Istilah pertumbuhan yang di gunakan
pada bakteri adalah perubahan dalam pertambahan total masa sel dan bukan
pertumbuhan dalam suatu individu organisme saja. Karena massa sel relatif sama
pada siklus sel, maka pertumbuhan dapat juga didefinisikan sebagai pertambahan
jumlah sel. Kondisi pertumbuhan seimbang pada suatu pertumbuhan pertambahan
semua komponen selular secara teratur. Akibatnya pertumbuhan dapat ditentukan
tidak hanya dengan cara mengukur jumlah sel tetapi juga dengan mengukur jumlah
berbagai komponen selular ( RNA, DNA dan Protein) dan juga produk-produk
metabolisme tertentu (Pelczar, 2005).
FASE-FASE PERTUMBUHAN
Fase dalam pertumbuhan bakteri telah dikenal luas oleh ahli mikrobiologi.
Terdapat 4 fase pertumbuhan bakteri ketika ditumbuhkan pada kultur curah (batch culture), yaitu fase adaptasi (lag phase), fase perbanyakkan (exponential phase), fase statis (stationer phase), dan fase kematian (death phase) (Purwoko, 2007).
1. Fase Adapatasi (Lag phase)
Pada fase ini tidak ada pertambahan
populasi.

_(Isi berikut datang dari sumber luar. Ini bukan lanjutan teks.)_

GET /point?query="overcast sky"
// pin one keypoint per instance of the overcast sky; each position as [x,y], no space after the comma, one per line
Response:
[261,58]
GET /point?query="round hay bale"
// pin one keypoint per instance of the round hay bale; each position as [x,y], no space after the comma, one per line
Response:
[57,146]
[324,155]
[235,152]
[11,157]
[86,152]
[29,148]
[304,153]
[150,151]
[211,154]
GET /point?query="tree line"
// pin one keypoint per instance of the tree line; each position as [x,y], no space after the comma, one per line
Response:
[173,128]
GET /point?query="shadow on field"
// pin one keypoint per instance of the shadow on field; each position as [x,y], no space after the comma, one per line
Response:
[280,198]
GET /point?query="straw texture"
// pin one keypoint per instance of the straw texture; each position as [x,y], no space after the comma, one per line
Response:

Sel mengalami perubahan dalam komposisi kimiawi dan bertambah
ukurannya, substansi interaseluler bertambah (Perlazar, 2005).

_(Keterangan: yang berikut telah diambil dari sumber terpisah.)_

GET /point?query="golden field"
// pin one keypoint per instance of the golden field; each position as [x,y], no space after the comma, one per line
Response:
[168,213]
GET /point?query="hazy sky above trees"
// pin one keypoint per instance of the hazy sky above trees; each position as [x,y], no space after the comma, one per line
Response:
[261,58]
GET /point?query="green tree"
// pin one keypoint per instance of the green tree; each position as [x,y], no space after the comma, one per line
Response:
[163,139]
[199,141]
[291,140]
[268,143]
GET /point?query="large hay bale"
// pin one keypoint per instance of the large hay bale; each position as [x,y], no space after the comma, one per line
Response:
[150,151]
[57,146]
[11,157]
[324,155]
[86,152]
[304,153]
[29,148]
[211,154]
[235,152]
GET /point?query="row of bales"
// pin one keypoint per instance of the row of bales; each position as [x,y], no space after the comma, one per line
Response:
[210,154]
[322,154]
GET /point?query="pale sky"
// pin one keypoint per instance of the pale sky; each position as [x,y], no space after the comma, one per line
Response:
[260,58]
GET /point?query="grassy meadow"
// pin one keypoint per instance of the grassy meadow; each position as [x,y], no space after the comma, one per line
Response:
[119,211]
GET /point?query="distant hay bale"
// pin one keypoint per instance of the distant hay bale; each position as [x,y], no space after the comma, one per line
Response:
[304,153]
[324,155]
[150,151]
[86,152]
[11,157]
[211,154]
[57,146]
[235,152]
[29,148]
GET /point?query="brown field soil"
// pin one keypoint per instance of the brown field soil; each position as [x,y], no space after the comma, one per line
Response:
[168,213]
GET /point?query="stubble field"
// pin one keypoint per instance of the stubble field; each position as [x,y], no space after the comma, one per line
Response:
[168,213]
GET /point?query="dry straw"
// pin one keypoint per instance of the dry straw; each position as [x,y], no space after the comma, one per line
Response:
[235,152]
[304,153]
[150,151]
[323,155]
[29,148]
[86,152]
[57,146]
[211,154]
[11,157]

Ketika sel dalam fase statis
dipindahkan ke media baru, sel akan melakukan proses adaptasi. Proses adaptasi
meliputi sintesis enzim baru yang sesuai dengan medianya dan pemulihan terhadap
metabolit yang bersifat toksik (misalnya asam,alkohol, dan basa) pada waktu
media lama (Purwoko, 2007).
Pada fase adaptasi tidak di jumpai
pertambahan jumlah sel. Akan tetapi terjadi pertambahn volume sel karena pada
fase statis biasanya sel melakukan pengecilan ukuran sel. Akan tetapi, fase
adaptasi dapat dihindari (langsung ke fase perbanyakan), jika sel di media lama
dalam kondisi fase perbanyakan dan dipindahkan ke media baru yang sama
komposisinya dengan media lama (Purwoko, 2007).
2. Fase Perbanyakan
(Logaritma atau eksponensial)
Pada fase ini pembiakan bakteri
berlangsung paling cepat. Jika kita ingin mengadakan piaraan yang cepat tumbuh,
maka bakteri dalam fase ini baik sekali untuk dijadikan inokolum
(Dwidjuseputro, 1998).
Sel akan membelah dengan laju yang
konstan massa menjadi dua kali lipat dengan laju yang sama, aktivitas metabolit
konstan dan keadaan pertumbuhan yang seimbang (Pelczar, 2005).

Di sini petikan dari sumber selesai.